ガウディデザインの特徴のひとつである有機的な曲線は自然から着想を得たそうです。
自然界に直線や左右対称は存在しないとのこと。言われてみるとそうですね。
中には採光のための吹き抜けがあり、よく見ると太陽に近い部分と地面に近い部分とでタイルに濃淡がついてグラデーションとなっています。
これはガウディが海底洞窟をイメージしてデザインしたと言われていますが、丸いステンドグラスは泡のように、大きくうねった天井は海原のようにも見えます。
そして極めつけは階段の踊り場に取り付けられている波形のガラス。
覗いてみると波間にゆらめく海底洞窟が透けて見えるようです。
カサバトリョは床のタイルも可愛かったです。もちろんガウディデザインです。
そういえばグラシア通りの歩道のタイルもガウディによるものですが、六画形がホタテ貝とヒトデとタコで構成されています。

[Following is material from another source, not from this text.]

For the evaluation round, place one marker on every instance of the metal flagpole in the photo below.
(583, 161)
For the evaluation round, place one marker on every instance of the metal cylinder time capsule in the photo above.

カザバトリョから徒歩5分ほどの場所にあるのがカサミラ、集合住宅です。
外観は波打つ岩のようで石切場(ラペドレラ)の別名もあります。バルコニーは鉄の海藻がまとわりついているようにも見えます。
ここは屋上がとても楽しくて、煙突には帽子が必要というのがガウディの持論だったようで煙突もガウディらしくデザインされています。
すぐ近くには建設中のサグラダファミリアが見えました。
カサミラの最上階は天井がとても特徴的なんですが、建物内の暖かい空気が最上階に溜められ、暖気が取れるようになっているのです。
そのため建設当時は住人たちの洗濯物干場として、また交流の場として活用されたようです。
カサミラに最も近い地下鉄駅ディアゴナルから二駅の場所にあるのがサグラダファミリア。
ガウディ好きの方には非常に申し訳ないのですが、このサグラダファミリア写真で見る限りもしかしてちょっとグロテスク?とも思ってましたが、実際のサグラダファミリアはとても美しかったです。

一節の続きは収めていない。